Investors in Nike were hit with a few unwelcome surprises in the company’s latest earnings report. Sales growth turned negative over the holiday season, the company revealed, and inventory levels are spiking.
Yet management affirmed its aggressive growth outlook for the year and even boosted Nike’s projected profitability for the rest of 2021. In a fiscal 2021 third-quarter conference call with investors, CEO John Donahoe and his team explained why the last quarter’s weak results should be an outlier in an otherwise strong growth rebound story.
Let’s look at three highlights from that presentation.
1. Q3 was just a temporary speed bump
“While we are optimistic about the pace of vaccine distribution and how this will enable safe reopening of the global economy in the near future, the effects of the virus continue to create short-term volatility in our business performance,” CFO Matthew Friend said.
Management back in December warned about potentially bumpy operating results ahead due to COVID-19 challenges. That volatility severely impacted the third quarter.
Shipping companies were overwhelmed as holiday shopping peaked in December, leading to delayed product deliveries. Those delays were the main reason sales growth turned negative in the third quarter after returning to positive territory in the previous quarter.
It’s also the biggest driver behind those spiking inventory levels. The good news is that demand for footwear and apparel isn’t dropping. And these supply challenges should completely reverse themselves in the current quarter. “We expect to capture this delayed revenue in the fourth quarter,” Friend predicted.
2. Nike sees improving finances, especially in e-commerce
“From our relentless flow of new product and storytelling to our deep consumer connections, our extensive portfolio of athletes and teams and the scale of our digital platforms, Nike is positioned to drive high-quality, sustainable, and profitable growth,” Friend said.
The company’s gross profit margin rose despite the sales pressure from shipping bottlenecks. That success reflected rising average prices across the portfolio and a continued shift toward more-profitable direct-to-consumer sales. Both of these trends should keep lifting the business well beyond fiscal 2021, and Nike is working hard to support them through a faster pace of new product launches and a more robust digital platform.

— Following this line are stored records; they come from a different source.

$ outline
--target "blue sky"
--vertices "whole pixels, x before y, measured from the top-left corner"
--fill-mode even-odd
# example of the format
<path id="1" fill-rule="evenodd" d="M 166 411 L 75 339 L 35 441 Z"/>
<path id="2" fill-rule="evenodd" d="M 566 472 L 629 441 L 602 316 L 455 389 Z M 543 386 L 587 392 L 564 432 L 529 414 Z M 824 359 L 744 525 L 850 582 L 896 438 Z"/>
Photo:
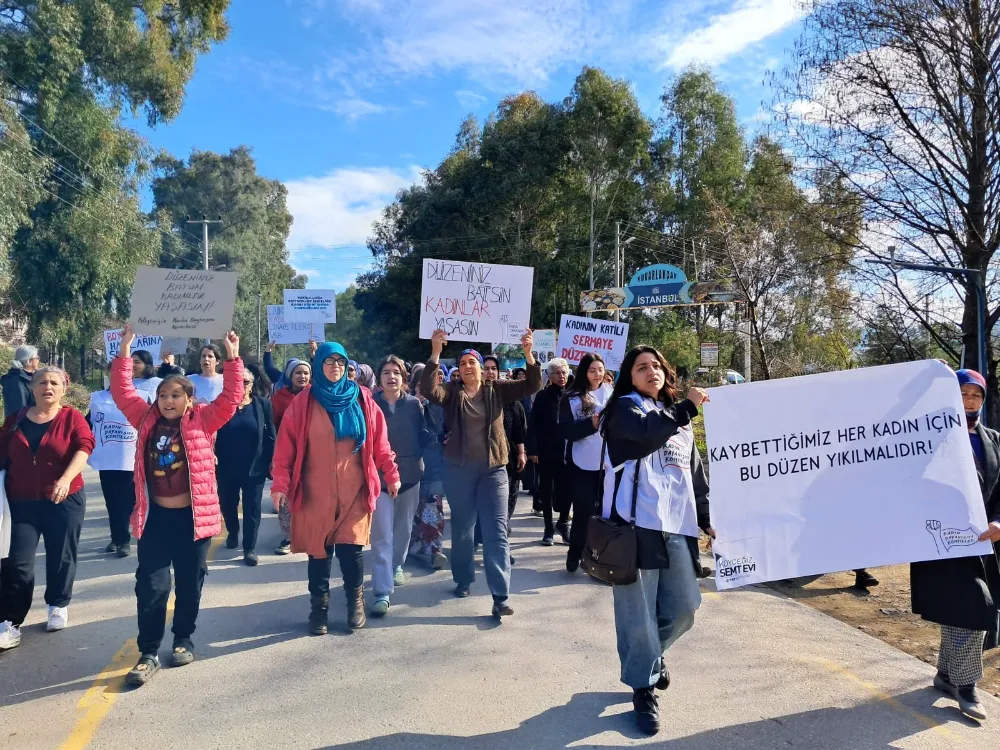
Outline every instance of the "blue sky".
<path id="1" fill-rule="evenodd" d="M 288 186 L 293 265 L 343 290 L 370 265 L 371 222 L 505 95 L 565 97 L 584 65 L 633 83 L 647 114 L 690 63 L 712 68 L 753 129 L 799 31 L 799 0 L 232 0 L 184 109 L 142 132 L 179 157 L 253 148 Z"/>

Donahoe said the U.S. e-commerce niche is one great example of this growth process at work. The division just had its first-ever quarter of $1 billion in revenue yet should see many more quarters of market-thumping sales gains ahead. “Nike’s digital transformation remains a unique advantage,” Donahoe said.
3. It is full speed ahead
“Nike is staying on offense and we’re focused on extending our leadership position,” the CEO said.
Nike’s declining sales in the third quarter didn’t cause any concern about the broader business trajectory. In fact, management’s outlook is brightening. Executives affirmed their fiscal-year growth prediction while boosting their profitability forecast for 2021.
Investors can see evidence of that bullish outlook in other areas, too. Nike is expecting to resume stock repurchase spending this quarter, for example, and is ramping up inventory purchasing and aggressively allocating cash toward advertising and marketing.
All of these projects were curtailed during 2020 due to uncertainty caused by the pandemic. But that cloud is lifting. “We can see the near-term operating environment with increasing clarity,” Friend said, “yet we remain focused on what’s required to win for the long term.”